Anger towards individuals or groups of people can be dangerous and devastating, but anger towards a structure or social injustice can be the spark for lasting positive change.
The Dalai Lama talks about this at length in different interviews, how we should be angered by social injustice.
Anger can be a tool to motivate action.
Climate change, systemic poverty, inherent racism, attacks on personal and communal freedom, these are all examples of social injustices that should make us angry.
The question is how we funnel that anger.
The easiest response is to be angry at an individual – blame a person or an organization for the injustice.
The truth, however, is far more complex than any individual person or group being to blame for any social injustice.
People and organizations can perpetuate, personify, or exacerbate social injustices, but the root cause of these injustices is systemic, not personal.
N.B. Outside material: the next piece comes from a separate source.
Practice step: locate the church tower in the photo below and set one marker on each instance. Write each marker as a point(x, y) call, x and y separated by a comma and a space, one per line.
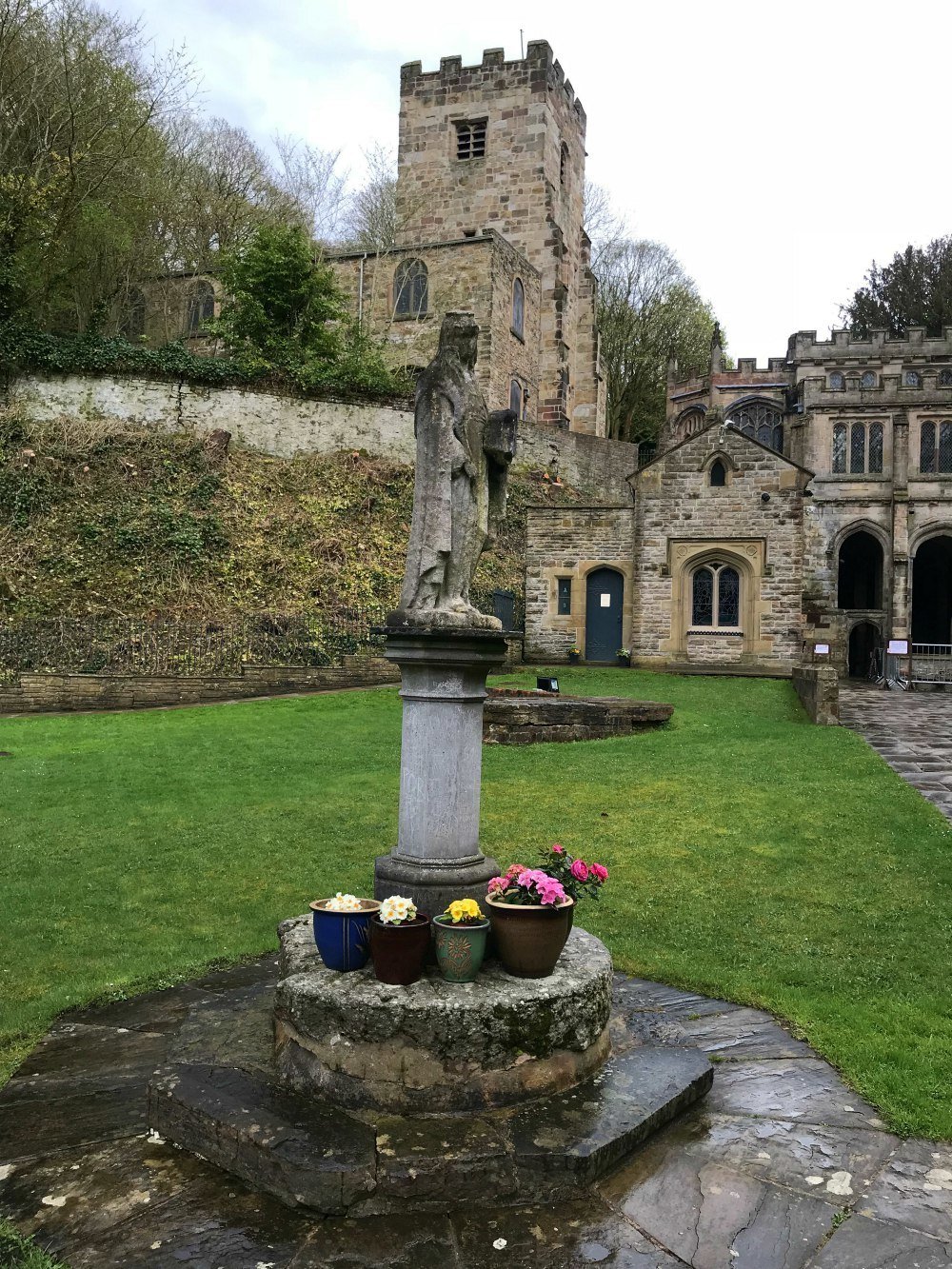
point(502, 148)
By getting angry at people or organizations, we create a scapegoat and actually perpetuate the problem because we ignore the underlying issue.
Our anger should be directed not at an individual but at the underlying social system that allows this injustice to take place.
No single individual or even group of people is solely to blame for racism; it is systemic in Western culture and underlying our very social order.
The petroleum companies are not solely to blame for climate change; our social norm of excessive consumption and demand for cheap goods drives the machine that creates a demand for environment-destroying industries.
Feeling angry?
Good.
You should be angry.
The question is will you use that anger to demand change to our social order, or will you direct it at an individual and further polarize our society without creating lasting change?
Anger is a tool, so use it wisely and don’t let it control you.